En revanche, le candidat MPS a fait table rase de son bilan de 26 ans de règne et les électeurs n’ont en réalité rien compris de ce qu’il leur proposait comme nouveautés après un quart de siècle de pillage à l’exception de deux mots qui reviennent comme un leitmotiv : la stabilité et le chemin de fer !

Il n’y a pas eu non plus de match  pour l’organisation des meetings. Le MPS a utilisé les moyens de l’Etat, la pression, les intimidations pour faire venir les populations dans ses meetings. Lors du dernier meeting du candidat MPS, on aurait transporté des chameaux et des chevaux avec leurs propriétaires dans des camions !

A la différence des meetings des autres candidats, ceux du candidat MPS sont purement et simplement artificiels. Artificielle est aussi la nouvelle posture du candidat MPS, posture conseillée certainement par ses nouveaux communicateurs: Tel un robot sorti tout droit d’un cabinet médical, des longs gestes enveloppés, des rires et expressions de joie artificiels, Deby trotte et saute comme un cabri pour prouver qu’il est en bonne santé.

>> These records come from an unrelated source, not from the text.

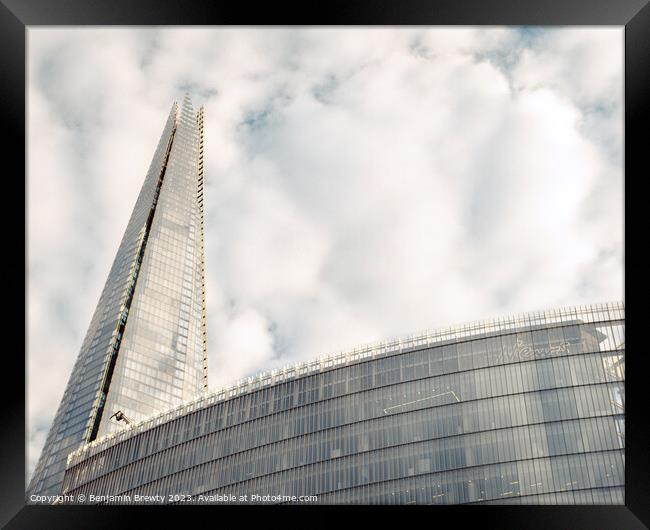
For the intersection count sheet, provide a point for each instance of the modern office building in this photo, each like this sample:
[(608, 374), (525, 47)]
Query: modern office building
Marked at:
[(145, 349), (527, 410)]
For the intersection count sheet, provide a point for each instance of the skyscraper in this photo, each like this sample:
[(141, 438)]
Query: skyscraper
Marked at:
[(145, 349)]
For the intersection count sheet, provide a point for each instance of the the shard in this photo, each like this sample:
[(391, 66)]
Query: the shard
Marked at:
[(145, 349)]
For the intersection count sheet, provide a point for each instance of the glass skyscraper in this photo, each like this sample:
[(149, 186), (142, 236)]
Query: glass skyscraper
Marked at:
[(522, 410), (145, 349)]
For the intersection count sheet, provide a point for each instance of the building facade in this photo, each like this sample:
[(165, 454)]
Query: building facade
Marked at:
[(527, 410), (145, 349)]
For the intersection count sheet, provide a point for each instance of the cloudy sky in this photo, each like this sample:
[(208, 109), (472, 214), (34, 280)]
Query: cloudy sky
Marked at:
[(360, 183)]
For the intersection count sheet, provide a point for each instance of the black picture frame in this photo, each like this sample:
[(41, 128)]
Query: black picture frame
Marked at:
[(17, 15)]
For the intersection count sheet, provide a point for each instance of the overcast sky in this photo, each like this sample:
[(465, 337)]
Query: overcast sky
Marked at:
[(360, 183)]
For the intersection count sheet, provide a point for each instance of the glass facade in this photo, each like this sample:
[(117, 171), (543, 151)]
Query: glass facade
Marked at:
[(526, 410), (145, 348)]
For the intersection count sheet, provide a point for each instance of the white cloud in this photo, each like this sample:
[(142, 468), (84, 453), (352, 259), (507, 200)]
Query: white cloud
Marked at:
[(361, 183)]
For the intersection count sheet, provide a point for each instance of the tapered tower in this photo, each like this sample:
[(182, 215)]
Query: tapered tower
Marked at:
[(146, 347)]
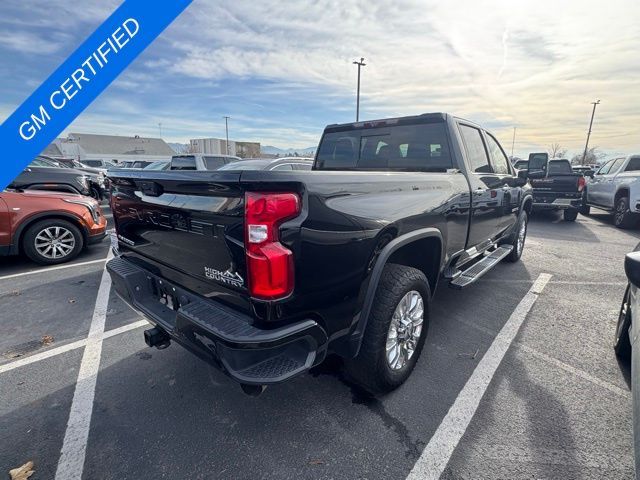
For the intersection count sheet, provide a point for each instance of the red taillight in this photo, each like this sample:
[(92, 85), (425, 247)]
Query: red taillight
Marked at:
[(269, 263), (581, 183)]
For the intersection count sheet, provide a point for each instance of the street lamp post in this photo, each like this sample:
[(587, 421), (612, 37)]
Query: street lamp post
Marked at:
[(360, 65), (226, 129), (593, 113)]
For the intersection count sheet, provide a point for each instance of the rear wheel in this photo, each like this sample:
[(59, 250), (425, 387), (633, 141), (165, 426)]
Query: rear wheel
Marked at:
[(396, 331), (52, 241), (570, 214), (584, 209), (622, 345), (622, 216), (519, 238)]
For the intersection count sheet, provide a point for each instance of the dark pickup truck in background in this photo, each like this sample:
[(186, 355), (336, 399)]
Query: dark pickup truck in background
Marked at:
[(556, 186), (264, 273)]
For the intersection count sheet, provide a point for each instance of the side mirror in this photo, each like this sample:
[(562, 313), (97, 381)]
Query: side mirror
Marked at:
[(632, 267), (522, 178)]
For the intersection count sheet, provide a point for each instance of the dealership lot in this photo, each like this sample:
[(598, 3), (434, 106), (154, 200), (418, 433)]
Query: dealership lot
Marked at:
[(558, 405)]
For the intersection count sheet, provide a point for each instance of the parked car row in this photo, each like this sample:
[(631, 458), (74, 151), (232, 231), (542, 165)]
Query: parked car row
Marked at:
[(613, 187), (48, 227)]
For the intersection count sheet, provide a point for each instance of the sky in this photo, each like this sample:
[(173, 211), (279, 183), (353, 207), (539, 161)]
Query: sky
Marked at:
[(283, 70)]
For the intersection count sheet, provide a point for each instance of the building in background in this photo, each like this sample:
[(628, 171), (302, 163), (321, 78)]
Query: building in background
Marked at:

Dans sa tirade contre  ceux qui souhaitent sa disparition, le Sultan dans ses envolées a commis deux impaires, le 1er est d’ordre physique : à peine eut-il esquissé un pas pour sautiller, il était déjà essoufflé et sa voix a complètement changé. Quand on dope un malade c’est un minimum et mais pas de gros efforts physiques. La 2è bévue est d’ordre moral, quand il disait péremptoirement devant des milliers partisans : « je vais enterrer beaucoup de mes détracteurs avant de mourir, » il aurait dû finir en bon musulman  sa phrase par le terme conventionnel « inchaallah » il ne l’a pas dit, c’est un mauvais signe !

Superficiel aussi son message, là où les autres candidats parlent de son bilan, Deby, lui insulte, tourne en dérision les programmes des autres, les traite des vendeurs d’illusions, des rigolos, des aventuriers, quand les autres évitent courageusement et intelligemment à attaquer  sa personne. Ce sont des expressions de quelqu’un en panne de programmes, des nouvelles propositions. Dans la majorité des cas, les insultes ne qualifient pas objectivement. Elles cachent des faiblesses. .

On aurait noté pour l’histoire que Deby a boycotté le BET, c’est la seule région où il n’a pas mis pieds ; on aurait tort de penser que c’est parce que le BET est acquis 100% à lui, il n’en est rien de tel. Plutôt,  le BET a publiquement désavoué sa politique, pour ne pas dire rejeter un de ses fils qui incarne à lui seul toutes les injustices qu’ont endurées les tchadiens depuis les 26 dernières années. Rancunier, IDI méprise  et s’en passe lui aussi du BET. Eh bien, ainsi soit-il, le BET survivra sans Deby  et sans le MPS.